Elliot "Tony" Macedo (22 February 1938 – 2024) was a professional footballer who played as a goalkeeper, spending nearly his whole career at Fulham. He made 346 league appearances and played a total of 391 matches in all competitions. He ended his career in 1968 after suffering a string of injuries. Born in Gibraltar, he represented the England U23s.

==Career==
Macedo was born in Gibraltar in 1938 to British Gibraltarian parents. Macedo joined Fulham as a youth team player in 1955. He made his debut for the first team in a match against Bristol City in December 1957. Following his debut he went on to establish himself as the club's number one goalkeeper. He was part of the side that reached the semi-final of the FA Cup in 1958 and 1962. In 1958, he played a crucial role in Fulham's successful promotion to the First Division. He played in each of Fulham's nine successive seasons in the First Division. A series of injuries, including a backpass from Tosh Chamberlain breaking his ribs, reduced his appearances towards the end of the decade.

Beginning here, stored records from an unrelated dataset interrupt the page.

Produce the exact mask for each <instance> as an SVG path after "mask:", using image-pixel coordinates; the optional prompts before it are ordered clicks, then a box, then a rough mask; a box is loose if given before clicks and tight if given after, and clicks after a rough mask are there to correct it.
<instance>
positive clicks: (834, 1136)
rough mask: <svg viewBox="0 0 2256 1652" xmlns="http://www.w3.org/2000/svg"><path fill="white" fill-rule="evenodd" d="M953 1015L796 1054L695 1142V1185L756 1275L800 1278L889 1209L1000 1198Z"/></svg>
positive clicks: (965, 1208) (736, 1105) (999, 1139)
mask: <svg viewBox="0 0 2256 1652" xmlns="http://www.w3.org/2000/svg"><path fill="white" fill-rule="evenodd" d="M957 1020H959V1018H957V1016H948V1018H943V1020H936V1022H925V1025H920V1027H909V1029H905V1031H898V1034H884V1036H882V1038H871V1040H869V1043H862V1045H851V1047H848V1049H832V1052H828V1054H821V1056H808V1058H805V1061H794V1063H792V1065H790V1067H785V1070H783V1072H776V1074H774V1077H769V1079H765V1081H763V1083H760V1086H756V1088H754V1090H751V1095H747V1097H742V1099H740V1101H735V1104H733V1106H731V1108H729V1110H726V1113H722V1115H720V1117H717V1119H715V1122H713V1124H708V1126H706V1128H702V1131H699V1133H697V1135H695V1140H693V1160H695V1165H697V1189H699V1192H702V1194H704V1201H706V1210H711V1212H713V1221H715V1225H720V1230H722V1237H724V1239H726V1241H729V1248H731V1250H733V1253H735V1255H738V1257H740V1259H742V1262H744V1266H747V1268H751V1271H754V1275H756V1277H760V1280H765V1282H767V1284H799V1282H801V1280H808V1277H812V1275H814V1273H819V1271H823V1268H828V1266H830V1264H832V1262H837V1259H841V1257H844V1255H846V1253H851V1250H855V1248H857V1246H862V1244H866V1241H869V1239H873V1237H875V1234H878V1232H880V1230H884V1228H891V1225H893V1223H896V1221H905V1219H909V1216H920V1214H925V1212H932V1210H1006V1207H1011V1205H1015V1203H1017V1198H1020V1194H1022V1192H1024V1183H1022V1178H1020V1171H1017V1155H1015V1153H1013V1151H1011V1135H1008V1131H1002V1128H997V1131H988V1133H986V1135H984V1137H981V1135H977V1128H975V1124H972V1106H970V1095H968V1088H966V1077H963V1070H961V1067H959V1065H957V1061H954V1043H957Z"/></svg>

Macedo spent one season at Colchester United, making 38 appearances, before retiring at the premature age of 31. He emigrated to South Africa, where he lived for the rest of his life. He was considered the "finest 'keeper never to win a full England cap", if it was not for his ineligibility, having been born in Gibraltar, who did not become members of UEFA until 2013 and remained unrecognised territory by FIFA until 2016.

He played on Fulham sides with George Cohen, Jim Langley, Alan Mullery, Bobby Robson, Rodney Marsh and Bedford Jezzard, as well as Fulham's greatest ever player Johnny Haynes.

==Death==
In June 2024, Fulham announced that Macedo had died. He was survived by his wife Margaret, children and grandchildren.